Science Commons - Openness and Sharing, but what about Trust?

In a fascinating interview preliminary to the upcoming ETech conference, John Wilbanks of Science Commons expounds on some of his ideas on the future of scientific information. Science Commons is an offshoot of Larry Lessig's Creative Commons, where Wilbanks works (as VP for Science). As such, part of their focus is on the legal barriers (copyright in particular) to sharing of scientific information - both publications and data. They are big fans of the existing open-access journals like Public Library of Science, but they have a much grander vision than that.

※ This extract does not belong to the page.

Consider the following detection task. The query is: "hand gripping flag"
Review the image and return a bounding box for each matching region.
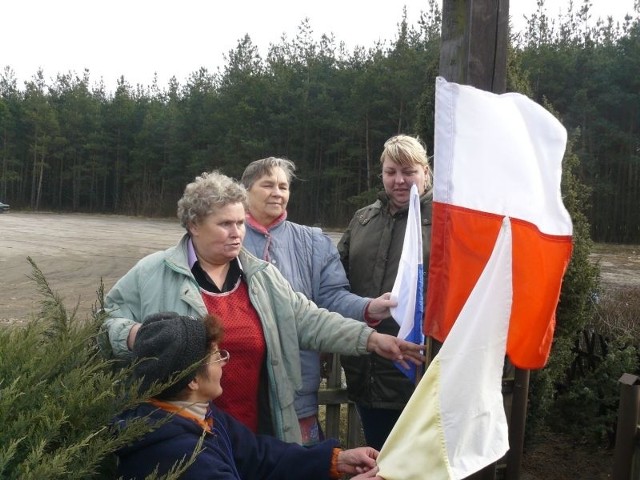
[424,78,572,369]
[377,218,513,480]
[391,185,424,382]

Some of my favorite quotes from the interview follow.

Wilbanks on why science will naturally move in this direction:

[...] we think that the innate nature of science, which is publishing, which is community-based, which is about sharing information and remixing information, those norms are going to take over if we can simply get the resistance out of the way.

So what we are trying to do is to intervene in places where legal tools, technical tools, policy tools can lower those barriers that are currently preventing the real emergence of the traditional scholarly norms on the internet.

Wilbanks on the scientific article as a "compressed" version or "advertisement for the actual science:

I think there's a little bit of a Guild mentality, you know, in terms of the language and structure and flow of these papers. It's taken me some time to learn how to read them. And it's artificially idealized I think. Because you're trying to present what happened in the lab one day as some fundamental truth. And the reality is much more ambiguous. It's much more vague. But this is an artifact of the pre-network world.

There was no other way to communicate this kind of knowledge other than to compress it. Now when we think about compression, we think about zip algorithms. But in the old days, compression meant writing it down on physical paper and mailing it to someone. That was the only way to condense and convey the knowledge in anything representing an effective way. But the problem is, we've digitized that artifact of the analog world. And so the PDF is basically a digital version of paper with all of the attendant technical benefits.

[...] if we think about the article as simply a token for several years of research, which include data, which include lab notebooks, which include research materials, software. All of these things that are put into the advertisement that is the paper. Those things can be really very powerful on the Internet.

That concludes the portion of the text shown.